J’ai commencé à faire des livres et mon premier livre d’échecs a été L’Ouverture française, assez caractéristique de ma manière de prendre les choses. Il y a aujourd’hui une quantité décourageante de livres sur les ouvertures. Dans la première partie, je donnais un certain nombre de principes, et, déjà, des principes de départage quand les principes se heurtaient les uns aux autres. Dans la seconde partie, je cédais à mon goût de l’érudition et me livrais à une compilation exhaustive mais pondérée de toutes les variantes à l’ouverture e4-e6 de toutes les parties qui s’étaient jouées depuis le XVIIe siècle et dont j’avais retrouvé la trace à la Nationale. Ce livre a eu beaucoup de succès mais les gens y ont vu surtout la partie analytique qui a même stupéfié Eugène Soskoborovski, russe blanc qui vivait des échecs à Paris – russe blanc qui aimait cependant trop la Russie pour être antisoviétique. Dans un article élogieux qu’il me consacrait, il disait en gros : j’ai rencontré Le Lionnais, je croyais qu’il avait au moins 80 ans, il n’en a que 33. Tout ce que j’écrivais suscitait ce genre de réactions : on me croyait plus âgé, simplement parce que je vais vite. Dans les pages de publicité qui étaient intégrées au livre, j’annonçais une trentaine d’autres livres sur d’autres débuts, livres que je n’ai pas écrits mais dont je possède encore les notes.

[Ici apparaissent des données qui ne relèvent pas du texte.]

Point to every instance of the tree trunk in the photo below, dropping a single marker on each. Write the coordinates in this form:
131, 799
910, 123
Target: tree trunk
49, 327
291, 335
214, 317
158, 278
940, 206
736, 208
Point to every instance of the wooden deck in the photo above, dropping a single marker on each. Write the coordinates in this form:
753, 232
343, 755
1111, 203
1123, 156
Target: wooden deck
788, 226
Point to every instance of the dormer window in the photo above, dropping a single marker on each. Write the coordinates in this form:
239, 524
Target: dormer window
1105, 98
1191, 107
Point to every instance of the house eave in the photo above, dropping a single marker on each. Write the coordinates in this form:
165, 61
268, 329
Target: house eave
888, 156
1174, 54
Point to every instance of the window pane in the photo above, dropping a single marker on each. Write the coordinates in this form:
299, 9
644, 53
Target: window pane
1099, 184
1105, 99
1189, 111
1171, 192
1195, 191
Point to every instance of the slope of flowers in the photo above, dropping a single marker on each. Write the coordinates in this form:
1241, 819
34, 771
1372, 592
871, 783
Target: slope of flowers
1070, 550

Juste avant la guerre, j’ai publié Les Prix de beauté aux échecs, qui ont eu un succès encore plus grand et plus mérité que L’Ouverture. Ça m’a mis en relation avec des gens que j’admirais beaucoup et dont je me suis rendu compte qu’ils admiraient ce que je faisais au moins autant. En particulier Dawson, qui était un ingénieur chimiste, mathématicien et père des échecs féeriques, qui avait à mon avis un certain génie. Il a écrit alors des choses tout à fait élogieuses sur mes Prix de beauté. Ce n’est pas tant l’éloge qui m’intéresse que le fait qu’il ait vu où était l’intérêt du livre. Trente-cinq ans après sa parution, ce livre reste encore tout à fait valable. Je ne lui ai apporté que peu de modifications, mais j’aimerais faire un livre qui s’intitulerait La nouvelle beauté aux échecs, dans lequel je dirais qu’au fond les plus belles parties ne sont pas celles qui ont obtenu des prix de beauté, de même que les plus grands découvreurs ne font pas forcément partie de l’Académie des Sciences. Dans ces Prix de beauté, il y avait très peu de notes analytiques, psychologiques, générales ; mais la première partie était une étude de la beauté aux échecs qui correspondait au fond à ce que j’ai fait dans tous les domaines. Je proposais une esthétique échiquéenne pour la partie, dans laquelle je donnais sept règles : un règle de correction, une règle de brio, une règle de difficulté, une règle de vivacité, etc. Je donnais en outre quelques considérations sur le jeu d’échecs et les conceptions de la vie et de l’économie : je disais : on cherche toujours à déterminer quel est le plus fort, mais pourquoi ne pas classer plutôt les parties de la plus belle à la moins belle, ou de la plus intéressante à la moins intéressante ? Le plus fort est quelquefois celui qui est le plus vachard, ce n’est pas nécessairement celui qui joue les plus belles parties. Celui qui joue les plus belles parties est souvent trop pris par la beauté pour sortir premier.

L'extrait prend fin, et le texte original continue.